Question

What are the reagents X and Y respectively used in the following reaction sequence to convert a nitrile to a methyl group? 

 

• A. ZnCl$_2$; Conc. HCl : (i) SnCl$_2$, HCl (ii) H$_3$O$^+$
• B. (i) SnCl$_2$, HCl (ii) H$_3$O$^+$ : Zn - Hg|Conc. HCl
• C. LiAlH$_4$ : NaBH$_4$
• D. (i) DIBAL-H (ii) H$_2$O : LiAlH$_4$

Hint:

When selecting reagents for multiple step reactions, consider the overall pathway and the compatibility of each step with the next to ensure successful conversion without over-reduction or unwanted side reactions.

Answer 1

The Correct Option is B

Step 1: Examine the reaction conditions and requirements.
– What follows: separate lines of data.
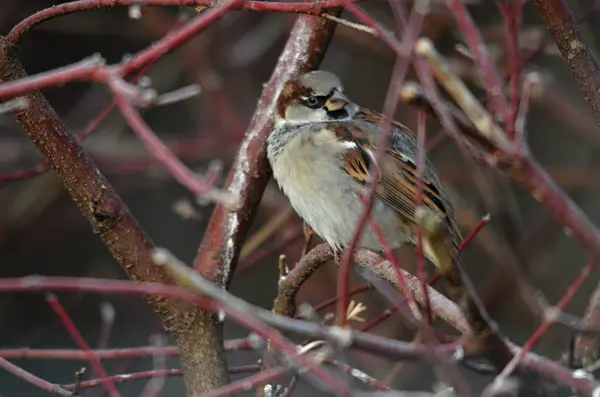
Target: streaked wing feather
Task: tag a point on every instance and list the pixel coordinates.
(398, 185)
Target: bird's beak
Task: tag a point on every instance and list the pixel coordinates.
(335, 103)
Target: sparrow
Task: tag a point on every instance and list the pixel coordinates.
(322, 152)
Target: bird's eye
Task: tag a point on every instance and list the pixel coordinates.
(314, 102)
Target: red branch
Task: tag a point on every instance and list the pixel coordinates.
(71, 328)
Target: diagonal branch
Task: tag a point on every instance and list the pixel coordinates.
(111, 220)
(564, 29)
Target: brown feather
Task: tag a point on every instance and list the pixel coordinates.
(398, 184)
(292, 92)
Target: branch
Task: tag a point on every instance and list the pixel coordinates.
(220, 248)
(562, 25)
(565, 31)
(85, 5)
(111, 220)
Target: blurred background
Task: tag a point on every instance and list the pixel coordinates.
(42, 231)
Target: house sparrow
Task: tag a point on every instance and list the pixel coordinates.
(320, 151)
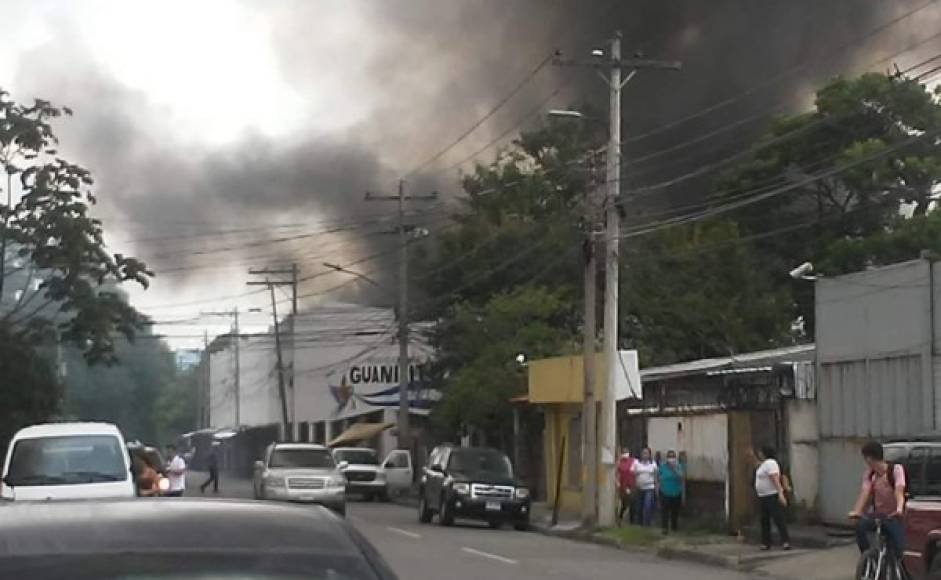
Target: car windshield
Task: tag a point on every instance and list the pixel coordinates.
(67, 460)
(357, 456)
(477, 461)
(301, 458)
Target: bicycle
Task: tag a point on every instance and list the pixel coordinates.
(879, 562)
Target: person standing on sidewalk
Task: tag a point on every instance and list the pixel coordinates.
(176, 473)
(671, 491)
(213, 464)
(771, 498)
(625, 483)
(645, 486)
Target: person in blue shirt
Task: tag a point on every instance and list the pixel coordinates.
(671, 491)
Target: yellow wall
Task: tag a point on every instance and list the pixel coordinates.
(557, 419)
(560, 379)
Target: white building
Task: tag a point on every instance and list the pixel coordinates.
(340, 367)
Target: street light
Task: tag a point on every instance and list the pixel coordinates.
(566, 113)
(339, 268)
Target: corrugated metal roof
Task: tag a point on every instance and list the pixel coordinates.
(761, 358)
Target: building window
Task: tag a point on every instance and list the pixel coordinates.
(574, 452)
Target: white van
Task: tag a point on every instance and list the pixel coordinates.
(67, 461)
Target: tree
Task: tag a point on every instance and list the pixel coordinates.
(480, 345)
(52, 232)
(126, 394)
(876, 140)
(904, 239)
(877, 133)
(698, 291)
(66, 283)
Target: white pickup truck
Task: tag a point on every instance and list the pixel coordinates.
(370, 479)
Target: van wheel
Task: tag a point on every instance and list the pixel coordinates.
(424, 513)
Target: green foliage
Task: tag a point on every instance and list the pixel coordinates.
(904, 239)
(51, 229)
(176, 407)
(698, 291)
(480, 345)
(126, 394)
(854, 122)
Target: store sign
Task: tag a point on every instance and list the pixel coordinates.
(375, 384)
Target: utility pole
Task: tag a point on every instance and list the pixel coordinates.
(404, 439)
(237, 337)
(280, 366)
(589, 408)
(614, 64)
(287, 418)
(205, 418)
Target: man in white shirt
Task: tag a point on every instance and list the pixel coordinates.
(176, 473)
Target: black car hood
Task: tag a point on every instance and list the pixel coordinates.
(487, 477)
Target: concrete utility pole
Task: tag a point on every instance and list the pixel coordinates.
(404, 378)
(614, 64)
(282, 393)
(287, 418)
(236, 335)
(205, 417)
(589, 408)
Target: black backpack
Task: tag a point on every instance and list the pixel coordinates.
(890, 472)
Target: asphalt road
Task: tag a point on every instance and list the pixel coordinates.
(470, 551)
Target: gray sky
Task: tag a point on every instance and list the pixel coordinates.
(273, 118)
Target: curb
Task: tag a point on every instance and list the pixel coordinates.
(736, 563)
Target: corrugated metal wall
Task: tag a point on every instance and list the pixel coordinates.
(876, 373)
(873, 398)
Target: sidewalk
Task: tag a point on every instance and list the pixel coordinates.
(820, 556)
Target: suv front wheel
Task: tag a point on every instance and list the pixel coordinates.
(424, 512)
(445, 515)
(934, 570)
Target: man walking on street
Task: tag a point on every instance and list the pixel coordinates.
(213, 470)
(176, 473)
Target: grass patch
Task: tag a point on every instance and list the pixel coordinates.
(633, 535)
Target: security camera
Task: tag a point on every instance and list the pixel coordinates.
(802, 272)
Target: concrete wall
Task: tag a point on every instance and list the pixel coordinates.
(803, 451)
(875, 331)
(704, 439)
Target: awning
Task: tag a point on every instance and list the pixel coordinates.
(358, 432)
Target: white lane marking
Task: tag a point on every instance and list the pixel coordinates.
(412, 535)
(489, 555)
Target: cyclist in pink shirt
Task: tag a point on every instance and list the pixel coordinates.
(882, 496)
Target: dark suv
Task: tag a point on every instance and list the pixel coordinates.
(475, 483)
(922, 462)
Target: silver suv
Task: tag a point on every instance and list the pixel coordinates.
(300, 472)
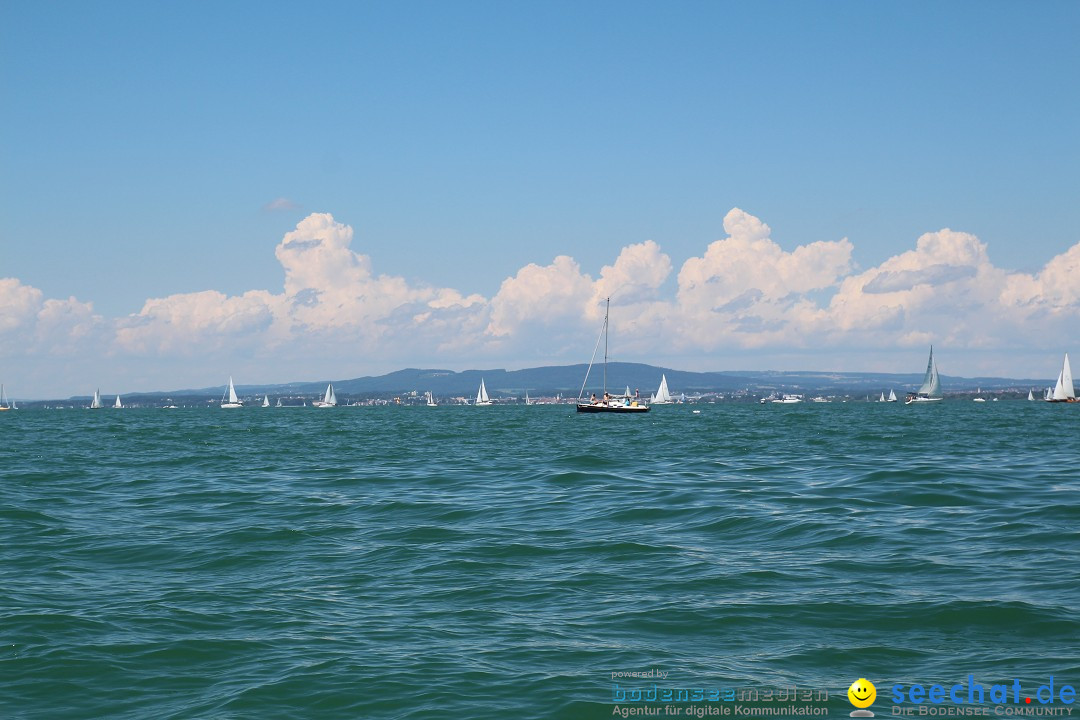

The conversion of a nitrile to a methyl group involves significant reduction, typically requiring strong reducing agents and conditions that facilitate both reduction and hydrolysis.

Step 2: Analyze the selected option.

SnCl$_2$ in the presence of HCl (reagent X) is used initially to reduce the nitrile group partially, likely to an imine.

H$_3$O$^+$ (part of reagent Y) then hydrolyzes the imine to an amine.

The final step involves the use of Zn-Hg amalgam in concentrated HCl (additional part of reagent Y), which is a classic Clemmensen reduction, reducing the amine further to a methyl group. This sequence of reactions is particularly effective for fully reducing nitrile to a primary alkyl group without over-reduction or unwanted side reactions.